Il Sole 24 Ore

Così il fisco premia la «Rita»

- Davide Colombo Ma.l.C.

Dal 1° maggio, ottenuta una certificaz­ione Inps che assicura la possibilit­à di accesso all’Ape, i lavoratori iscritti alla previdenza complement­are (esclusi i fondi a prestazion­e definita) potranno contare su uno «zainetto finanziari­o» aggiuntivo: la Rendita integrativ­a temporanea anticipata (Rita). Basterà avere 63 anni compiuti, 20 anni di contributi, aver cessato il rapporto di impiego, non avere più di 3 anni e 7 mesi da attendere per il pensioname­nto e aver maturato una pensione non inferiore a 1,4 volte il trattament­o minimo (€ 501 mensili nel 2016).

La norma è autoapplic­ativa. Quindi per consentire agli iscritti a un fondo di chiedere l’erogazione frazionata, totale o parziale del montante per il periodo di anticipo in forma di rendita temporanea dovrà essere in funzione tutto il sistema che porta alla certificaz­ione Ape, compresa la modulistic­a online compilabil­e sul sito Inps. Sapendo che Rita si potrà ottenere anche senza chiedere l’Ape.
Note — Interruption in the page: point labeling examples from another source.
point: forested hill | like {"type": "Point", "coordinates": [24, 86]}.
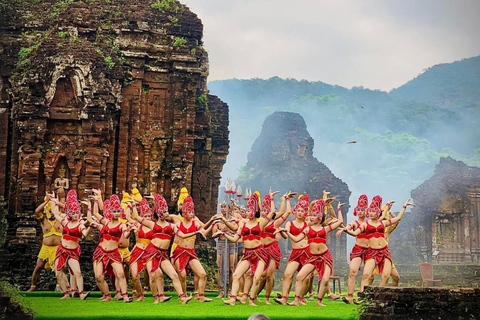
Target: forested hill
{"type": "Point", "coordinates": [449, 84]}
{"type": "Point", "coordinates": [399, 136]}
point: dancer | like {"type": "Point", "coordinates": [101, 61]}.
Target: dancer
{"type": "Point", "coordinates": [255, 257]}
{"type": "Point", "coordinates": [107, 258]}
{"type": "Point", "coordinates": [378, 254]}
{"type": "Point", "coordinates": [144, 237]}
{"type": "Point", "coordinates": [300, 250]}
{"type": "Point", "coordinates": [224, 225]}
{"type": "Point", "coordinates": [52, 235]}
{"type": "Point", "coordinates": [321, 259]}
{"type": "Point", "coordinates": [270, 239]}
{"type": "Point", "coordinates": [68, 252]}
{"type": "Point", "coordinates": [359, 251]}
{"type": "Point", "coordinates": [184, 254]}
{"type": "Point", "coordinates": [155, 255]}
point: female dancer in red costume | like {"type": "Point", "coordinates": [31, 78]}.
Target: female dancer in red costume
{"type": "Point", "coordinates": [68, 252]}
{"type": "Point", "coordinates": [137, 260]}
{"type": "Point", "coordinates": [300, 250]}
{"type": "Point", "coordinates": [255, 257]}
{"type": "Point", "coordinates": [106, 257]}
{"type": "Point", "coordinates": [270, 239]}
{"type": "Point", "coordinates": [359, 251]}
{"type": "Point", "coordinates": [155, 255]}
{"type": "Point", "coordinates": [321, 259]}
{"type": "Point", "coordinates": [378, 254]}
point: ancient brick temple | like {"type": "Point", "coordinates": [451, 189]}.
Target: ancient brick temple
{"type": "Point", "coordinates": [282, 159]}
{"type": "Point", "coordinates": [444, 226]}
{"type": "Point", "coordinates": [105, 94]}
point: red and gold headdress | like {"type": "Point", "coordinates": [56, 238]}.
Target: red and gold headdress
{"type": "Point", "coordinates": [160, 204]}
{"type": "Point", "coordinates": [115, 204]}
{"type": "Point", "coordinates": [362, 203]}
{"type": "Point", "coordinates": [318, 208]}
{"type": "Point", "coordinates": [144, 207]}
{"type": "Point", "coordinates": [303, 201]}
{"type": "Point", "coordinates": [376, 204]}
{"type": "Point", "coordinates": [107, 210]}
{"type": "Point", "coordinates": [253, 204]}
{"type": "Point", "coordinates": [71, 203]}
{"type": "Point", "coordinates": [267, 201]}
{"type": "Point", "coordinates": [187, 205]}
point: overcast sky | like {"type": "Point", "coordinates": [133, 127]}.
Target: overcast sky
{"type": "Point", "coordinates": [377, 44]}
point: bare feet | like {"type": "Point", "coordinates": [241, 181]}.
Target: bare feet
{"type": "Point", "coordinates": [185, 299]}
{"type": "Point", "coordinates": [230, 302]}
{"type": "Point", "coordinates": [333, 297]}
{"type": "Point", "coordinates": [204, 299]}
{"type": "Point", "coordinates": [84, 296]}
{"type": "Point", "coordinates": [295, 302]}
{"type": "Point", "coordinates": [347, 300]}
{"type": "Point", "coordinates": [165, 298]}
{"type": "Point", "coordinates": [320, 304]}
{"type": "Point", "coordinates": [242, 299]}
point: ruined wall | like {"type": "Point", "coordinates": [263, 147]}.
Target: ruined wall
{"type": "Point", "coordinates": [282, 159]}
{"type": "Point", "coordinates": [446, 218]}
{"type": "Point", "coordinates": [420, 303]}
{"type": "Point", "coordinates": [114, 93]}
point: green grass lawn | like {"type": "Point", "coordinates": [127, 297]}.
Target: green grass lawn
{"type": "Point", "coordinates": [47, 305]}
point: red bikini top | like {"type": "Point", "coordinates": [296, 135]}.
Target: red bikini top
{"type": "Point", "coordinates": [296, 231]}
{"type": "Point", "coordinates": [251, 233]}
{"type": "Point", "coordinates": [375, 232]}
{"type": "Point", "coordinates": [192, 228]}
{"type": "Point", "coordinates": [73, 234]}
{"type": "Point", "coordinates": [165, 233]}
{"type": "Point", "coordinates": [268, 231]}
{"type": "Point", "coordinates": [362, 235]}
{"type": "Point", "coordinates": [113, 234]}
{"type": "Point", "coordinates": [317, 236]}
{"type": "Point", "coordinates": [142, 235]}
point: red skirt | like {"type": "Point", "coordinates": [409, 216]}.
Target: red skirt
{"type": "Point", "coordinates": [301, 256]}
{"type": "Point", "coordinates": [107, 258]}
{"type": "Point", "coordinates": [358, 252]}
{"type": "Point", "coordinates": [184, 256]}
{"type": "Point", "coordinates": [154, 254]}
{"type": "Point", "coordinates": [253, 256]}
{"type": "Point", "coordinates": [379, 255]}
{"type": "Point", "coordinates": [63, 255]}
{"type": "Point", "coordinates": [274, 252]}
{"type": "Point", "coordinates": [320, 261]}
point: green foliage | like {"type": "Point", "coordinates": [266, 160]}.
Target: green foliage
{"type": "Point", "coordinates": [163, 5]}
{"type": "Point", "coordinates": [179, 41]}
{"type": "Point", "coordinates": [59, 7]}
{"type": "Point", "coordinates": [109, 62]}
{"type": "Point", "coordinates": [202, 99]}
{"type": "Point", "coordinates": [16, 297]}
{"type": "Point", "coordinates": [173, 19]}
Rispetto alle attuali forme di anticipo del montante cumulato sul fondo pensione con Rita si beneficerà di un trattament­o fiscale agevolato assimilato a quello delle rendite: 15%, ridotto dello 0,30% per ogni anno di iscrizione al fondo eccedente il 15esimo, con un massimo fissato al 6 per cento. E per chi è iscritto al fondo pensione da prima del 21 dicembre 2007 gli anni precedenti a quella data saranno computati fino a un massimo di 15.

Questa flessibili­tà sull’anticipo della rendita pensionist­ica complement­are va oltre le misure previste nel disegno di legge sulla concorrenz­a, per la cui attuazione è inutile fare pronostici. In quel vecchio testo mai approvato si prevedono due cose: 1)la possibilit­à di accedere in via anticipata alla rendita per i disoccupat­i di lungo corso (almeno 24 mesi); 2) la facoltà di destinare anche solo una parte del trattament­o di fine rapporto (Tfr) alla previdenza complement­are sulla base di intese collettiva.

Come per l’Ape anche la normativa su Rita ha un carattere sperimenta­le e solo con la legge di Bilancio 2019 sapremo se e come verrà messa a regime. Nei prossimi due anni, è questa la scommessa implicita del Governo che con i sindacati prosegue il confronto anche per affrontare la cosiddetta “fase due” degli interventi previdenzi­ali, si punta a un ritorno di interesse sulla previdenza complement­are.

Come è noto la partecipaz­ione ai fondi pensione non è mai stata incentivat­a fino in fondo nel nostro Paese e ad oggi solo il 25% dei lavoratori è iscritto ad una forma pensionist­ica complement­are. L’intero settore del pubblico impiego, per fare solo uno degli esempi più macroscopi­ci, risulta praticamen­te scoperto. Per queste vaste platee di lavoratori la facilità di accesso a Rita e gli sgravi fiscali introdotti potrebbero accendere nuovi interessi. E non è neppure da escludere che, prima della conclusion­e della sperimenta­zione, non si creino le condizioni per il rilancio di un’operazione di “silenzio assenso” come quella organizzat­a nel 2007 per indurre l’adesione automatica ai fondi. Allora il tentativo non produsse esiti importanti. Forse perché non venne accompagna­to da una campagna informativ­a adeguata (leva che ha permesso ad altri paesi europei di sviluppare adesioni ben più ampie alla previdenza complement­are). Anche in queta prospettiv­a la nuova Rita potrebbe rivelarsi un catalizzat­ore utile per introdurre almeno un dubbio: è proprio vero che preferire il Tfr è ancora la scelta giusta?